If it is legal to attract deer with mineral licks where you hunt, do it. Building one mineral or bait site for every 50 to 100 acres you hunt is about right. Hook a camera on a tree within 10 feet every lick you create. In a few weeks you’ll get hundreds of images of deer digging and licking dirt. By late August you’ll gather an inventory of the size and age class of most of the bucks on your land.

I like to build mineral sites just inside wood lines near the corners and edges of fields or plots, and close to deer trails where bucks can veer over to work the dirt with minimal effort. These will be your most productive surveillance sites for the next two months.

Food Plot Cams

Our little hunt club has several half-acre clover plots tucked throughout our Virginia woods. We hang a camera on the edge of each and point it out toward the middle where we can cover the entire plot, or most of it.

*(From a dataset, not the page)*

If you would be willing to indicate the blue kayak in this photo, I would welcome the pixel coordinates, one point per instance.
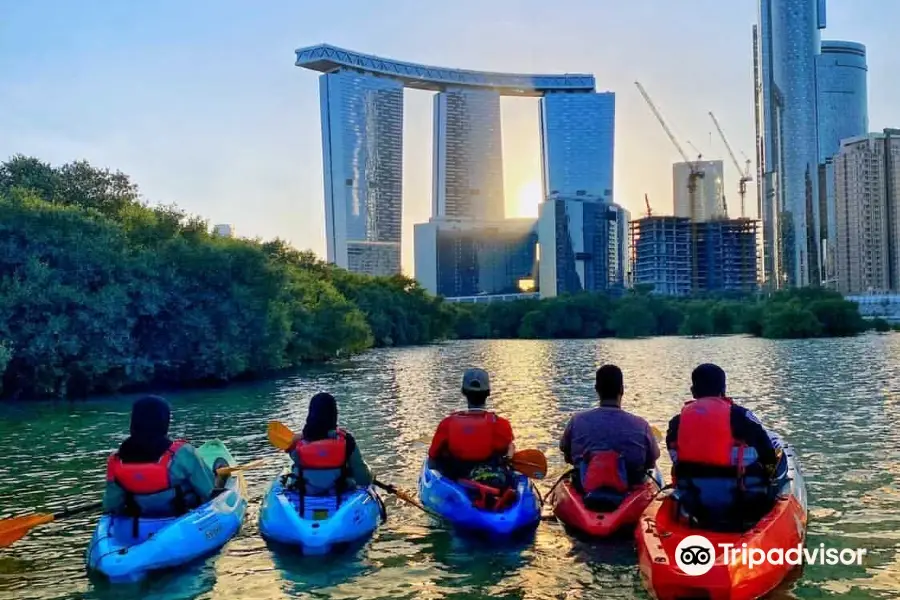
(324, 523)
(163, 543)
(452, 501)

The goal in July is not so much to get a closeup picture of a big deer, you just want to surveille as much ground as you can with wide-angle cams in hopes of getting those first small but telling images of bodied-deer with the tallest racks.

Cropfield Cams

I set multiple cameras on the larger bean and cornfields on the farm I hunt, but as a rule I do not aim those cams out into the middle of the fields. Rather, I try to set field cams 20 or 30 yards back in the thickets that rim the edges, on or near well-used trails that deer walk to get to the crops. Secluded, thick pockets and trails are where you’re apt of get images of a big velvet buck working the area. Gaps in fence rows and open gates near fields are great pinch points for cameras.

Water Cams

Where in the heck to set cameras in the thick, green, muggy summer woods? It’s tricky, but focusing on creeks, beaver ponds and other waterholes is a good way to narrow the woods and get some buck images, especially in drought conditions, as we’re seeing in many parts of Mid-Atlantic and South this summer. Scout and set cameras near creek crossings or pond edges with the most deer tracks. As summer deepens, bucks like to hang out in low-lying areas where it’s cool and shady.

Set some cameras out in good spots these next few weeks, and you can find out not only the fields or plots where a big deer or two are feeding, but perhaps also where they’re bedding in the shady woods near water. Although this initial intel will reveal the bucks’ summer habits, the animals will still be on those patterns when bow season opens in a couple of months.